Without DNA testing available (DNA profiling was not announced by the University of Leicester until 1986), experts had to arrange the dog's bones by hand and came to the conclusion that Hatch was a female because of the size and characteristics of the bones.

They were also able to establish from the size, shape and composition that Hatch did not receive much exercise.


The Mary Rose was rediscovered in 1971 and between 1979 and 1982 the entire contents of the ship were excavated


The Mary Rose, which was completed in 1512, sank as she defended England from a French invasion force

But the new DNA test results published in Forensic Science International Journal detail more accurate details about the dog.

Maritime archaeologist Alex Hildred, who co-authored the new report, told the Independent: 'Genomic DNA extraction is something that we have only recently been able to use in amplifying ancient DNA.

It can give us the sex, colourings, coat and regressive genes and confirm that Hatch is in fact a boy dog.'

The testing also suggests Hatch shared many genetic characteristics with the modern breed of Jack Russell.

The hound was most likely a cross-breed which shared some similarities with a whippet but with a dark brown and curly coat.
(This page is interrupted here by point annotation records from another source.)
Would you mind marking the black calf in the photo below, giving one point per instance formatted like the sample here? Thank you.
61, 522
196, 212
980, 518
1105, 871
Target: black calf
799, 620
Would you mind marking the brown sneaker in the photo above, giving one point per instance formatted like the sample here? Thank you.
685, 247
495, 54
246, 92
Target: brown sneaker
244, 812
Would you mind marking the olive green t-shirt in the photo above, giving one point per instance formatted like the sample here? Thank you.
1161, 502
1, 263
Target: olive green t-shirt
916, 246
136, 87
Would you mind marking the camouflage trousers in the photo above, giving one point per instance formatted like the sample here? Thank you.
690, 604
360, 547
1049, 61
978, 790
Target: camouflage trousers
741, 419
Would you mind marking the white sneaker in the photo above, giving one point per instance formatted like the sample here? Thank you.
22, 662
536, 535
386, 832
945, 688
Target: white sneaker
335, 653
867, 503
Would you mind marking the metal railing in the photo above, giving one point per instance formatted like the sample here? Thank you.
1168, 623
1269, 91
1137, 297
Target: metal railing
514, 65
On May 31 last year, the new 35m Mary Rose Museum was opened in Portsmouth which shows off the artefacts raised


The Mary Rose today in the new museum
. Her complete conservation will be finished in 2016, when she will be fully integrated with the new museum environment


The rebuilt Mary Rose Museum, next to Royal Navy ship HMS Victory in Portsmouth, opened in May 2013



How the ship lies inside the museum

After 34 years at sea and three wars, against France, Scotland and Brittany, the Mary Rose had been regarded by many as invincible.

Then, as she defended England from a French invasion force, she sank taking with her 500 men and a treasure trove of Tudor history with her to the seafloor on July 19, 1545.
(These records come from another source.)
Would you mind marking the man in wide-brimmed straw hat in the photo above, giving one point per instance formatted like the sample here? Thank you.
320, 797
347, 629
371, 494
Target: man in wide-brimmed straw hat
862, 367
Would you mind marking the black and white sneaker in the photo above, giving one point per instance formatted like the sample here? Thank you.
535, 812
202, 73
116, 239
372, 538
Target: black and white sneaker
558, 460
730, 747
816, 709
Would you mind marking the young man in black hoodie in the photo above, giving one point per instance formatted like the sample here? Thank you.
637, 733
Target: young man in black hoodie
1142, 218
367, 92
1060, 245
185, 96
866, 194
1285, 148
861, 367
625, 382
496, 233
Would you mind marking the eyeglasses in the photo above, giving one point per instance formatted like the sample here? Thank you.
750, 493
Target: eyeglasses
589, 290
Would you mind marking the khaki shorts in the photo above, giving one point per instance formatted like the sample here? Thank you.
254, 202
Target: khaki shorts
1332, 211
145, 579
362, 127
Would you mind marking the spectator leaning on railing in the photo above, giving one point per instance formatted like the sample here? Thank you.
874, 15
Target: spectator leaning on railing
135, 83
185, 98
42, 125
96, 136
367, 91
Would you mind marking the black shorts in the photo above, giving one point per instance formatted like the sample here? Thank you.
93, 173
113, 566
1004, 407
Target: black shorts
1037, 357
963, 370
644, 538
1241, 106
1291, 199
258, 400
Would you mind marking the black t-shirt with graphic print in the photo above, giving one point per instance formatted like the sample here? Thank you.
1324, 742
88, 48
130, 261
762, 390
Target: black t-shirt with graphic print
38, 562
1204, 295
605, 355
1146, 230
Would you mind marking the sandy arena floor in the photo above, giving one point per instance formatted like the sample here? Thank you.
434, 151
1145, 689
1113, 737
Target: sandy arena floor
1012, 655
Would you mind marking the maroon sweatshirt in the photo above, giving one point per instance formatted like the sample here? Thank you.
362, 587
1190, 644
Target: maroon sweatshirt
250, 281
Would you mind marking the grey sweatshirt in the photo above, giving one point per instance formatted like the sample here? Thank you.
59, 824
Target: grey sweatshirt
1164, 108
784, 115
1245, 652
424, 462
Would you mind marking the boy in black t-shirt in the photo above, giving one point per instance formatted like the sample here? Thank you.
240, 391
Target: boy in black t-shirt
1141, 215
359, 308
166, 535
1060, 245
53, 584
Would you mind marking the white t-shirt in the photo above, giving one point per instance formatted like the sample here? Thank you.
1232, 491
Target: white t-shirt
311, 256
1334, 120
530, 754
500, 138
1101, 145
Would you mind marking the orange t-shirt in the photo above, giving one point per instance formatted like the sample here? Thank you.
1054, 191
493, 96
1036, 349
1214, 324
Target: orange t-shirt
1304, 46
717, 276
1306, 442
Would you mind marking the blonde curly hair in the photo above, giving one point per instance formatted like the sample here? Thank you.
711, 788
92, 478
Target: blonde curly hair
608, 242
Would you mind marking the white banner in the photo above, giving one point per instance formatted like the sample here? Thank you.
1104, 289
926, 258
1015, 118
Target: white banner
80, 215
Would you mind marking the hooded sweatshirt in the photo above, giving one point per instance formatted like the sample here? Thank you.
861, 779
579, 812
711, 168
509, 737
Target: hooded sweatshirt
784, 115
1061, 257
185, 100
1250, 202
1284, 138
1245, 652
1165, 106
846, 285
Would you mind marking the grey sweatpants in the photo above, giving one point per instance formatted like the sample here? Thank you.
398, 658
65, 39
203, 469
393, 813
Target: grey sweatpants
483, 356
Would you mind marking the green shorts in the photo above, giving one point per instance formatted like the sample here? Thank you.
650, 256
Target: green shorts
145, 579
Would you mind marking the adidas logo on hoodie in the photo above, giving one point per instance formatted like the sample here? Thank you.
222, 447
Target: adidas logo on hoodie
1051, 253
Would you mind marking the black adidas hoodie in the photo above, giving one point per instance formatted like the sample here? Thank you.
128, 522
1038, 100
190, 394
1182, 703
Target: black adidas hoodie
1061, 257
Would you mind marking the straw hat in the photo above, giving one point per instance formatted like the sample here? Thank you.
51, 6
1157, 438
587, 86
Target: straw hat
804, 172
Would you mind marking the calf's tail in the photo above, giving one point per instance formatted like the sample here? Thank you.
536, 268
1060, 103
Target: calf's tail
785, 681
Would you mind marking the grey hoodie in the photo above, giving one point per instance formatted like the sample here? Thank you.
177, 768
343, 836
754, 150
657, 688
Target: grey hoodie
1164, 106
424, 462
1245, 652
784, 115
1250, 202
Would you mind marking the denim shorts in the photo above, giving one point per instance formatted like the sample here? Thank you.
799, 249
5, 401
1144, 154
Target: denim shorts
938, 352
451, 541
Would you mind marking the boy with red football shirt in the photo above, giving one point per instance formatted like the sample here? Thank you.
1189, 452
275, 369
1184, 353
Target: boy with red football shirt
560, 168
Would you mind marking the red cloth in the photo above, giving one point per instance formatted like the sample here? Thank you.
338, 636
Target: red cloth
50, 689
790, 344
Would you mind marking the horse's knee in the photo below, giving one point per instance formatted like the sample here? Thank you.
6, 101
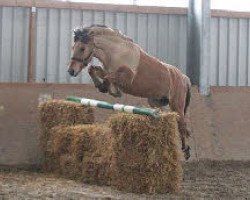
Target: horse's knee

The ship was rediscovered by divers in 1971 and between 1979 and 1982 the entire contents of the ship were excavated resulting in the recovery of around 20,000 objects.
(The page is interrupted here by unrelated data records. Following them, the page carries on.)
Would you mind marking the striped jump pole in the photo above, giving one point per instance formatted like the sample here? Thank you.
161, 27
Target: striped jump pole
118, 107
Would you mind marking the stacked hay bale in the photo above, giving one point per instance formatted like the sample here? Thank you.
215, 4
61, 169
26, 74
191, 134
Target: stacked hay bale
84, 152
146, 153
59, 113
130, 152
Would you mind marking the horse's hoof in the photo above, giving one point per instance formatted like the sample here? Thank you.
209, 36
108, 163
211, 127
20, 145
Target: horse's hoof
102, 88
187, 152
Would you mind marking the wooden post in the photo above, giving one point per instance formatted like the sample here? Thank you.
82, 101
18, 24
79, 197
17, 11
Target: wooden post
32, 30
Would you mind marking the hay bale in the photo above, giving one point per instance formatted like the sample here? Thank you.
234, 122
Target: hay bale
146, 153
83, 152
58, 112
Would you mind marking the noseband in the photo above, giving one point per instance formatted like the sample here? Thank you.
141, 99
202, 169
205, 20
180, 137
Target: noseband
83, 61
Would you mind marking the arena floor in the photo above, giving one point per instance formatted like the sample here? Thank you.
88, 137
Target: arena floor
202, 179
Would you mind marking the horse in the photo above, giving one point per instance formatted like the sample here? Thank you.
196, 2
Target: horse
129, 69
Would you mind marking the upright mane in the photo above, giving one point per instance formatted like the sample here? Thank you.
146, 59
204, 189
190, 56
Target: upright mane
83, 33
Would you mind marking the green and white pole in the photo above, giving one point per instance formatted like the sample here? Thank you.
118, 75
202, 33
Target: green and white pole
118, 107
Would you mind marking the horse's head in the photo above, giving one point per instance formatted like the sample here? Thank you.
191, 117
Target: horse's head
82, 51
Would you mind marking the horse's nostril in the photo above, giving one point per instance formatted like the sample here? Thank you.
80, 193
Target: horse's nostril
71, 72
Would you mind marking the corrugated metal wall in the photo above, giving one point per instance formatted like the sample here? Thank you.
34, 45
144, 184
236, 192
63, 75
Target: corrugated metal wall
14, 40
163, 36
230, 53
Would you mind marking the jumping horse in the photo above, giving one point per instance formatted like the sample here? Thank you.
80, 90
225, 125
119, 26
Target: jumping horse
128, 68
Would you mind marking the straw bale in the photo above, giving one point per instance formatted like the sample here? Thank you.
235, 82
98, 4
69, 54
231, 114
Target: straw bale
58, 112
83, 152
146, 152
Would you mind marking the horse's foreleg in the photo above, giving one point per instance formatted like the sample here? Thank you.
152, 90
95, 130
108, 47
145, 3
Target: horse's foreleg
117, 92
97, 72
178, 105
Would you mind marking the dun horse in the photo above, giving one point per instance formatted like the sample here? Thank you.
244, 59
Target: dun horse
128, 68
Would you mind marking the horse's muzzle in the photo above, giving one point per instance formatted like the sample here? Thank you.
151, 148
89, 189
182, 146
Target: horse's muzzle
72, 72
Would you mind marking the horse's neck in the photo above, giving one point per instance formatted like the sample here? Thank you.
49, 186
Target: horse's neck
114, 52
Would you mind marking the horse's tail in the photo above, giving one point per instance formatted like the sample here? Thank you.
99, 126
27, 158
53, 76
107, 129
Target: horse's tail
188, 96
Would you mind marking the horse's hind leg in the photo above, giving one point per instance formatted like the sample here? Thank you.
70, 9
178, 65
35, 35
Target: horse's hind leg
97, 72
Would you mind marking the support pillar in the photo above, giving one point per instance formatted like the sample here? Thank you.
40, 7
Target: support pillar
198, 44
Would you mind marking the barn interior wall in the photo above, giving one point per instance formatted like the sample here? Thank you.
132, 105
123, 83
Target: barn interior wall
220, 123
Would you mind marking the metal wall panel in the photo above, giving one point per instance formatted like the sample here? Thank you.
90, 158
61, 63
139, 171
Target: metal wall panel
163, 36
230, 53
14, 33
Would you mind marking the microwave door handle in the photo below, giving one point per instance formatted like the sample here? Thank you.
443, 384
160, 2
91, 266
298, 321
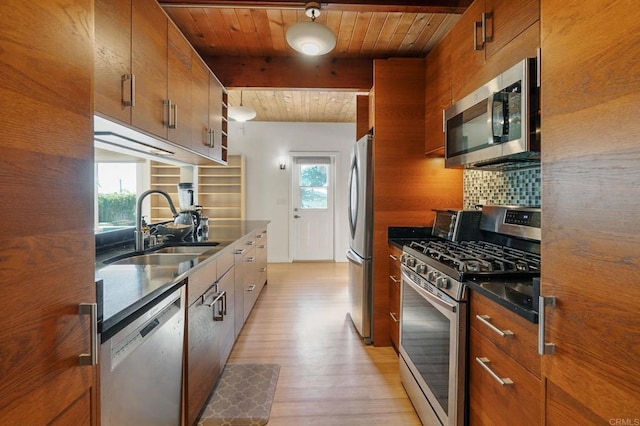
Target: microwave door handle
497, 98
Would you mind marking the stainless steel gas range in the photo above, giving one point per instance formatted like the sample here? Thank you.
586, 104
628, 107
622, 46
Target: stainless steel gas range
433, 317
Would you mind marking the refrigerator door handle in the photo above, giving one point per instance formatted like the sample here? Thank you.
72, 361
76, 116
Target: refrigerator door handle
354, 258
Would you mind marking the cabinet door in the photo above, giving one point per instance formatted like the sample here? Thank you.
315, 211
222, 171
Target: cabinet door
494, 404
200, 106
215, 116
47, 267
465, 60
251, 286
227, 325
179, 86
507, 19
203, 362
112, 59
437, 95
149, 65
261, 258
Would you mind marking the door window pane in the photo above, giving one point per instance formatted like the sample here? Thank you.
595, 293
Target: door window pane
313, 186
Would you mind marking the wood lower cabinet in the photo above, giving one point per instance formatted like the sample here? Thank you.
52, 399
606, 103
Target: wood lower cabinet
47, 267
210, 330
394, 295
504, 369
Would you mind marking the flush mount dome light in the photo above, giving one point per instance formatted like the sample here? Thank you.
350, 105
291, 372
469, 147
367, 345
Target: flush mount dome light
241, 113
311, 38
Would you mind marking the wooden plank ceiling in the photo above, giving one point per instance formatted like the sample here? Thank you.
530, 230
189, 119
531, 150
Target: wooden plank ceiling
244, 44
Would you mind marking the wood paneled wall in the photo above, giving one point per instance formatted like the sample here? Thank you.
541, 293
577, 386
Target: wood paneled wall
47, 250
407, 185
591, 198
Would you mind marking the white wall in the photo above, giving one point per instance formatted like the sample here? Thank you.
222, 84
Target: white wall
268, 189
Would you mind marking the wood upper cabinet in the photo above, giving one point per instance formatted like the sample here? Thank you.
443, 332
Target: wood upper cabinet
504, 370
504, 23
590, 97
131, 64
150, 67
112, 67
201, 135
179, 88
394, 295
216, 91
47, 267
437, 95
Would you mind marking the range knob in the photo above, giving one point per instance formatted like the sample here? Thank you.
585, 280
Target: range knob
442, 282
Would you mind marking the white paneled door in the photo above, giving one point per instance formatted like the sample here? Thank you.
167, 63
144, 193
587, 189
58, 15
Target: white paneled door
312, 216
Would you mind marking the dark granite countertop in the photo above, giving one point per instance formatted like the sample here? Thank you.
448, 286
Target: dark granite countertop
401, 235
125, 289
516, 294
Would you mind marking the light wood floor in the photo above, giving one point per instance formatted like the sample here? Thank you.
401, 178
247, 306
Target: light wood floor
327, 375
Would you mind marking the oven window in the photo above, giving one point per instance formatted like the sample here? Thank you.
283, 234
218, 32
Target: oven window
425, 336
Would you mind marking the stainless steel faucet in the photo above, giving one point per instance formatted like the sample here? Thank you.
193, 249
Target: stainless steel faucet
139, 235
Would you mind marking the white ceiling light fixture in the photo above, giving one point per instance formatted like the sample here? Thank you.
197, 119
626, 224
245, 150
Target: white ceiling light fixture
241, 113
311, 38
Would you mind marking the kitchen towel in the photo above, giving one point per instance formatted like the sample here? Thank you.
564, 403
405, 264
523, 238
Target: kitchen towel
243, 396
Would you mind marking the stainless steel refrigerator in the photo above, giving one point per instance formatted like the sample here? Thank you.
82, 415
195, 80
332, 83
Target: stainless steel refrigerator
361, 231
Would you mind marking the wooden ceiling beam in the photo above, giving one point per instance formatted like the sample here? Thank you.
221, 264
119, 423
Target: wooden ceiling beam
415, 6
353, 74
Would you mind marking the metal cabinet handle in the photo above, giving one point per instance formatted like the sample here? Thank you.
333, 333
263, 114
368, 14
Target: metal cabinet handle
218, 314
486, 16
486, 320
543, 347
478, 26
131, 79
502, 381
174, 124
90, 309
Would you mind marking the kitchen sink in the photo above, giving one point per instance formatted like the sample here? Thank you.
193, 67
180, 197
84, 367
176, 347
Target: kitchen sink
184, 249
155, 259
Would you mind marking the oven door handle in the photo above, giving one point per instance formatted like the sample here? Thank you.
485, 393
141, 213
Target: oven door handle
433, 299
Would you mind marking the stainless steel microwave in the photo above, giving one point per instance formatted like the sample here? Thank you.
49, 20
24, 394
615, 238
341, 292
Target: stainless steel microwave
498, 125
Last year, a new 35million museum was unveiled in Portsmouth which shows off many thousands of the artefacts raised from the wreck.

Read more: Mary Rose's dog Hatch was male, DNA testing reveals | Daily Mail Online

The Mary Rose
Last edited by Blackleaf; Oct 19th, 2014 at 01:45 PM..
 
SLM
#2
Oh my God! I can't believe it!

Shocked, I tell you, I'm shocked!
 
CDNBear
+1
#3  Top Rated Post
This could only be considered newsworthy to a nation with an education system in such shambles, that it would literally require complete dismemberment and be rebuilt from the bottom up.
 
SLM
+1
#4
Quote: Originally Posted by CDNBear View Post

This could only be considered newsworthy to a nation with an education system in such shambles, that it would literally require complete dismemberment and be rebuilt from the bottom up.

Well it is the Daily Mail.

But that's not what I'm shocked about, I'm shocked that the "world's" most famous dog is a mutt I (and probably a lot of other people) have never heard of.

Plus I was also being, what the word? Oh yeah, sarcastic.

 
CDNBear
+1
#5
Oh I know what you were doing, lol. Same as me, lol.